Sunday, May 16, 2010

Blood in Bangkok: A Fight for Justice

http://news.bbc.co.uk/2/hi/asia-pacific/8685051.stm

30 dead in the last couple of days... 60 dead since mid-April. People rising up against a corrupt government...

This has been expected for a long time. I was talking about this with friends in Bangkok when I was there in February and we all agreed that something big was coming - now it's there. It's a state of rebellion... the people of the impoverished provinces taking on the wealthy urban elite in Bangkok, facing armed troops with improvised weapons and dying.

This BBC article is largely accurate, though it does err in stating that all the deaths have been civilian - the people have managed to kill a few soldiers. And there are likely former soldiers with arms among the civilians, fighting against the government.

I've been in all these areas where the fighting is. If I were in Bangkok now, I'd do whatever I could to help these people - even if it were nothing more than bringing them food. And I wouldn't last long in the combat zone - the sight of a foreign face in the crowd would attract all the special forces' snipers.

The king is very ill and has been silent on the situation, though the royal family has been assisting at the hospitals in various ways. The king is likely dying - and he knows that he can't solve this situation (as he has solved difficulties in the past when the government failed).

The prime minister is Oxford-educated supreme egotist (a friend of mine interviewed him ten years ago for a French news magazine and has told me a lot about him) who cannot entertain the thought of stepping down and dissolving parliament for new elections which he would doubtlessly lose. He had the opportunity to reduce the corruption which has bled the life out of Thai people and he merely continued to facilitate the agenda of the Bangkok elite.

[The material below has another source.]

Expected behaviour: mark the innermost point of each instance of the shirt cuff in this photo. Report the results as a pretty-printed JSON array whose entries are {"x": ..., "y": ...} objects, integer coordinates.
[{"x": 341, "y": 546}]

My question is whether the army, coming from the very segments of society that are in rebellion, will continue to support the government. Certainly, the senior officers are members of the establishment but the rank and file come from the poor provinces that the rich deride as "water buffaloes". There are rumors of divisions in the military and strong suspicions that former and perhaps current members of the military are secretly with the people. One senior army general went over to the people, but a Thai army sniper took him out with a shot to the head while he was being interviewed by the press, the bullet passing over the head of the reporter - nice shooting, of course... maybe this guy will get a marksmanship award.

Thailand is not Burma - I don't think the Thai army will mercilessly gun down their brothers and sisters.